As much as the Clinton’s desire to emulate the way Europe is governed, there has to be some irony in the fact the French socialists want to install a Royal couple in the Presidency, with the lovely Ms. Royal taking the first shot at landing the prize. I bet Hillary is thinking; in retrospect, that is how I should have done it.
French Socialists Nominate Royal: Ms Royal's victory makes her the first woman presidential candidate for a major party in France. It also cements the 53-year-old mother of four as the senior partner of France's ultimate power couple: her partner is party leader François Hollande.
Ségolène Royal: She is a mass of contradictions. She came from a right-wing, ultra-Catholic, military family and became a left-wing rebel. She presents herself as political outsider who's close to the people, but she has been to all the best finishing schools of the French political élite, including the mocked, detested, but still influential Ecole Nationale d'Administration.
Perhaps the greatest contradiction of all - and the one that may yet sink her - is that Ségolène is a pro-European, pragmatic, moderate. She seeks to represent a party, and a wider French left, which is entranced by anti-capitalist, anti-European, anti-globalist, abstract ideology.
France is an unusual place. In other countries, politicians lie to the people. In France, they do so too. But the people also lie to the politicians. They say that they want change but they are terrified by it. The mass of middling voters in France are scared of any change that might threaten the relative job security and state provisions of those who are " inside" the French system.

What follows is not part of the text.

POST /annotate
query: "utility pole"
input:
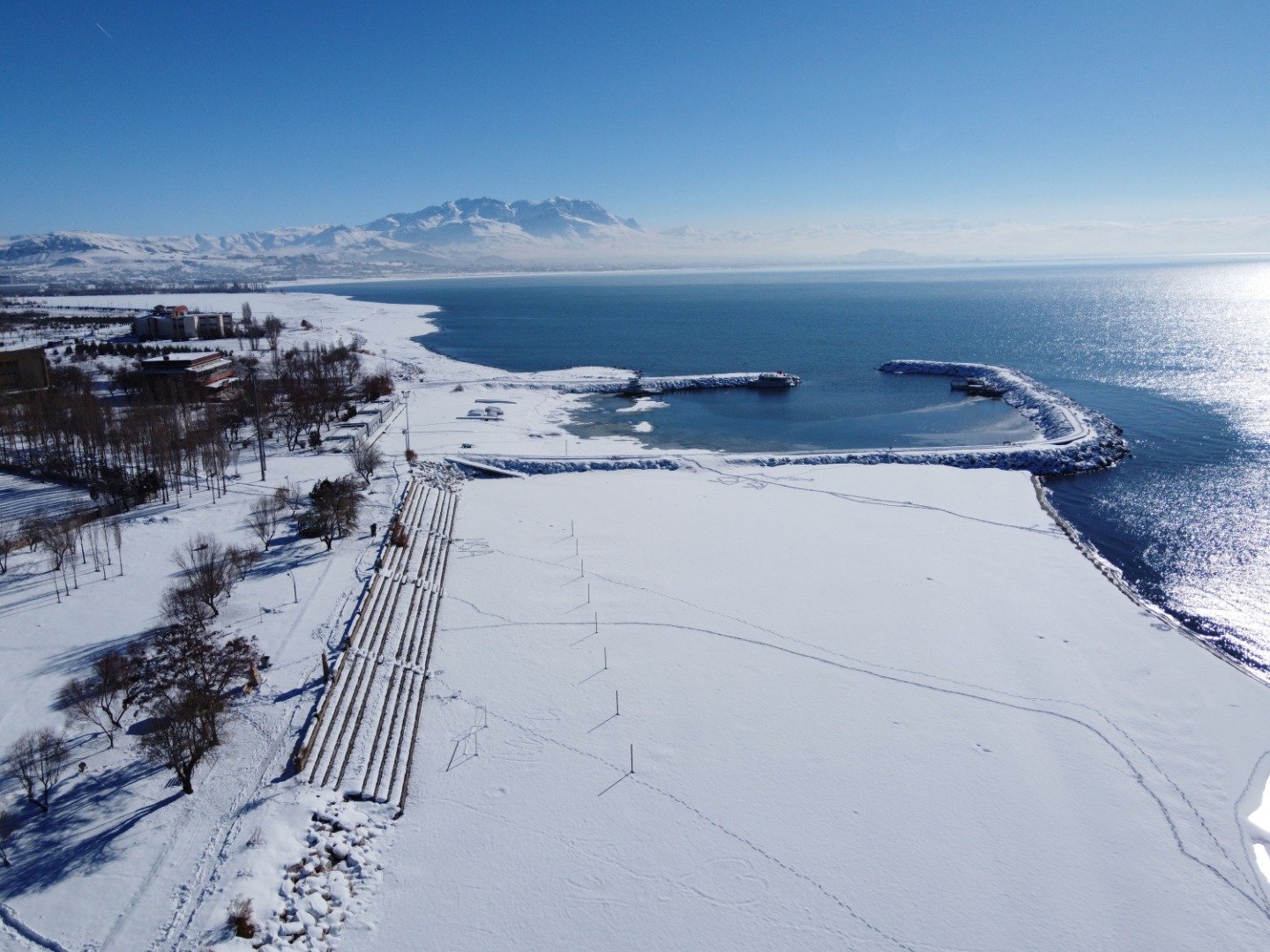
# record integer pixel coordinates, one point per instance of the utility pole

The system's many outsiders - from third-generation immigrant kids of Arab or African origin to jobless white students - are paid lip service but no more.
Thus Ségolène's greatest political strength may be her apparent greatest weakness: the fact that she is a woman. She is different because she is not a man, but she threatens no real change. Something different that will, fundamentally, change nothing? That matches exactly the exasperated, and perverse, mood of the French electorate.